Il convient de rappeler que, lorsqu’on parle de bons chœurs, existants et en général, le terme fait référence à des groupes humains potentiellement composés d’amateurs plutôt que de musiciens professionnels, qu’ils soient membres de chœurs mixtes, de chœurs à voix égales, de chœurs d’enfants ou de jeunes ou de chœurs professionnels. Par exemple, une chorale représentant un quartier pauvre avec des infrastructures et des ressources logistiques limitées a autant de mérite que le groupe choral qui travaille dans les meilleures circonstances disponibles.
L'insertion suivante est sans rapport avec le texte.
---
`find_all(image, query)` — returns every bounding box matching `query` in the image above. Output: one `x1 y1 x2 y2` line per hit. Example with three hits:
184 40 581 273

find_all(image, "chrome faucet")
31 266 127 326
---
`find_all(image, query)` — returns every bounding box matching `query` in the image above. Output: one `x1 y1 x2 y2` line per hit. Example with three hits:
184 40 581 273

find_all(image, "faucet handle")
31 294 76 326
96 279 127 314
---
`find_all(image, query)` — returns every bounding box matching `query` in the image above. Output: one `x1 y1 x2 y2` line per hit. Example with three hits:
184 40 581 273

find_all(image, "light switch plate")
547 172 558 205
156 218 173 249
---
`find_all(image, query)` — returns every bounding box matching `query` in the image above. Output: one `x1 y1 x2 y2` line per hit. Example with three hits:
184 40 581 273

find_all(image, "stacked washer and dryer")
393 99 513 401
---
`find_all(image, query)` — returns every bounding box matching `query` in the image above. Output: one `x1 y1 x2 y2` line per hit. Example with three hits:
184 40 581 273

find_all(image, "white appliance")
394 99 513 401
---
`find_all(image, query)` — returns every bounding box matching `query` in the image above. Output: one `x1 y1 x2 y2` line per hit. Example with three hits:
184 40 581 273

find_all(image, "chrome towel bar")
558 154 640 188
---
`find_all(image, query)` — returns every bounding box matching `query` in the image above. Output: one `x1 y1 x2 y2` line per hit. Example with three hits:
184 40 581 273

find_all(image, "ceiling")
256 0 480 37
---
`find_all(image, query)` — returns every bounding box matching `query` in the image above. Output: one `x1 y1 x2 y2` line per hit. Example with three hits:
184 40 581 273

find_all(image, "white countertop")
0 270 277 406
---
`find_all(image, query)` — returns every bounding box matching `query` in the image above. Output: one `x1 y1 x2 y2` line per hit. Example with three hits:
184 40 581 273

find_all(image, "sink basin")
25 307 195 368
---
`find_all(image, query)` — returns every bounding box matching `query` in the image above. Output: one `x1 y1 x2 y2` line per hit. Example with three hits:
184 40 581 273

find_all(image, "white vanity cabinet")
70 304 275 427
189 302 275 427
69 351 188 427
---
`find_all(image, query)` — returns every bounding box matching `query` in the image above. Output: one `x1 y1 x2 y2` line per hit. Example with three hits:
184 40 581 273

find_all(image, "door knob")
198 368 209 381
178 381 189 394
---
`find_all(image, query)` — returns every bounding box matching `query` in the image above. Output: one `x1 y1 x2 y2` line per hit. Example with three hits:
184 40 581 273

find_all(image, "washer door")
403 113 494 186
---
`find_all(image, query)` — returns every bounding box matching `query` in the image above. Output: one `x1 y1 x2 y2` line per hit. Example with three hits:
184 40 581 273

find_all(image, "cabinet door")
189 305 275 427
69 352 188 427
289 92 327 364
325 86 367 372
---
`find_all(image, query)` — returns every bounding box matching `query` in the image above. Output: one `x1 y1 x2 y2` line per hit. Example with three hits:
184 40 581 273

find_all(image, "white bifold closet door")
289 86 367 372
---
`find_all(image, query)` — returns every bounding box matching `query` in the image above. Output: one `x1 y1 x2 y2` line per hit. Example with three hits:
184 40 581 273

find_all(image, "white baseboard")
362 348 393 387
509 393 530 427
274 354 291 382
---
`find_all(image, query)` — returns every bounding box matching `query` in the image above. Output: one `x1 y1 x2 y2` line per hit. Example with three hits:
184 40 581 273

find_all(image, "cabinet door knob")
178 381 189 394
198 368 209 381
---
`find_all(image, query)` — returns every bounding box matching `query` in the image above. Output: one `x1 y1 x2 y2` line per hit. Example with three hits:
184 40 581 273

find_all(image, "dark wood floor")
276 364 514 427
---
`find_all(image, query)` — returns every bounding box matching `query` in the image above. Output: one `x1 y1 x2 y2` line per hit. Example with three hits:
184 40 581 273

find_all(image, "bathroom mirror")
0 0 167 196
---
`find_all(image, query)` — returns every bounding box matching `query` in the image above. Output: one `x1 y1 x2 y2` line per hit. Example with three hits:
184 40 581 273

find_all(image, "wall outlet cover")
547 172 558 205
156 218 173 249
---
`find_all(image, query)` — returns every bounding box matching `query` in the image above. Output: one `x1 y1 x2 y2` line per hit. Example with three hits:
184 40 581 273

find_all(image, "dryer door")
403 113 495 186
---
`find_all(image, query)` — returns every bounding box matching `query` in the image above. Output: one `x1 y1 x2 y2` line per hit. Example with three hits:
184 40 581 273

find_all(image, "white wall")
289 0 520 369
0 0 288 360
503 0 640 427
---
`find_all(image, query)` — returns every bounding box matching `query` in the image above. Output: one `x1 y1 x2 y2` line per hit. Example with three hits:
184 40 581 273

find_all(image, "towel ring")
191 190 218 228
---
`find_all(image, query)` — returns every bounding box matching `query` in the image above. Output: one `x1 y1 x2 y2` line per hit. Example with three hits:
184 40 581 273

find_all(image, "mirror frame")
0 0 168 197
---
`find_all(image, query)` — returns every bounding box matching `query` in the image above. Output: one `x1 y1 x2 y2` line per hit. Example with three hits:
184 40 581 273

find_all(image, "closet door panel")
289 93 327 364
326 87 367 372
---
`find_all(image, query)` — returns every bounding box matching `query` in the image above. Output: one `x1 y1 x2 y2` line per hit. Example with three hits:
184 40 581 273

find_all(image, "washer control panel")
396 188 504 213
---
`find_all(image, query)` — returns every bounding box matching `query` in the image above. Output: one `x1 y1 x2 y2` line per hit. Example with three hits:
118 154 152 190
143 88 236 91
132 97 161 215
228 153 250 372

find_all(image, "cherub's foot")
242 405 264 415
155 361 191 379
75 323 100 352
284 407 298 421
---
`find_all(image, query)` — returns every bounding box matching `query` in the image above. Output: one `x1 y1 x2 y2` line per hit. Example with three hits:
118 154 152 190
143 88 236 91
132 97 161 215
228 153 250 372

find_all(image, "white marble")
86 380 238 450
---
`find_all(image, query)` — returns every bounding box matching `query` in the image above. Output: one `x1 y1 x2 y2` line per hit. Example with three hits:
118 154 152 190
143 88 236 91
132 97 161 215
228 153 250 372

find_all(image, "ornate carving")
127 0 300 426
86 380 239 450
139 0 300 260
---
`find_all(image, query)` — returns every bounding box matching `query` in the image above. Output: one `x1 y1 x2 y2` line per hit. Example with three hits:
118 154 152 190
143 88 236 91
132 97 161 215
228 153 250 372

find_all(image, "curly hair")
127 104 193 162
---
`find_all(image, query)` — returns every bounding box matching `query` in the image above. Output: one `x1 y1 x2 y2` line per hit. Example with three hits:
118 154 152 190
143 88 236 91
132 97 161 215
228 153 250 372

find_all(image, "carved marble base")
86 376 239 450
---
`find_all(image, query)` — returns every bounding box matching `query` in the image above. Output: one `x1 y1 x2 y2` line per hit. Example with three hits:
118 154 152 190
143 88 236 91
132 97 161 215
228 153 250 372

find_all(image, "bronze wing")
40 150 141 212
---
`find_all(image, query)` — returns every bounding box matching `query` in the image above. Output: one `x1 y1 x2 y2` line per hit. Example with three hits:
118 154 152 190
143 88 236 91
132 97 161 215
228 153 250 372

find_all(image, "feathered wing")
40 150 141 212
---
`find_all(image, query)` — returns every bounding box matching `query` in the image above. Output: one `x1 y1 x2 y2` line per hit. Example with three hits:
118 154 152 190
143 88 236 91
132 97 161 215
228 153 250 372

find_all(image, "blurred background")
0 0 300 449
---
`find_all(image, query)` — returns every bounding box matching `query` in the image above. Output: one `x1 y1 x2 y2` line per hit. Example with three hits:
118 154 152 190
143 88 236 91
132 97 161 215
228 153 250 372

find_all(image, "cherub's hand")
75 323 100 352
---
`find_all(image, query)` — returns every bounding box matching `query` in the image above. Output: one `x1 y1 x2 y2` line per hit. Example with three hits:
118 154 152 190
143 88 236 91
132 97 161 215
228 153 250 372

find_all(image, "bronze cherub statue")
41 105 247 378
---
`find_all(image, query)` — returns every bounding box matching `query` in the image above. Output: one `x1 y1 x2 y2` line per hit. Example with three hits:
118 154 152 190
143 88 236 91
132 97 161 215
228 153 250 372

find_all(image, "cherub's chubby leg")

Ce qui compte, c’est le résultat social et culturel qu’ils obtiennent en tirant parti des moyens à leur disposition. Établir une définition d’un « bon chœur » est aussi difficile que de déterminer, à travers tout cadre écrit, l’essence d’une autre réalité. L’état satisfaisant d’un chœur est le résultat d’une somme d’éléments qui conduisent à la subjectivité de l’appréciation mais, comme les valeurs esthétiques d’une œuvre musicale elle-même, ne sont pas susceptibles d’être quantifiés. Il ne faut pas oublier qu’avec l’ajout d’un nombre respectable de conditions subjectives positives, le résultat, précisément parce qu’il est dérivé d’un nombre accru d’observations, tend à devenir de plus en plus objectif.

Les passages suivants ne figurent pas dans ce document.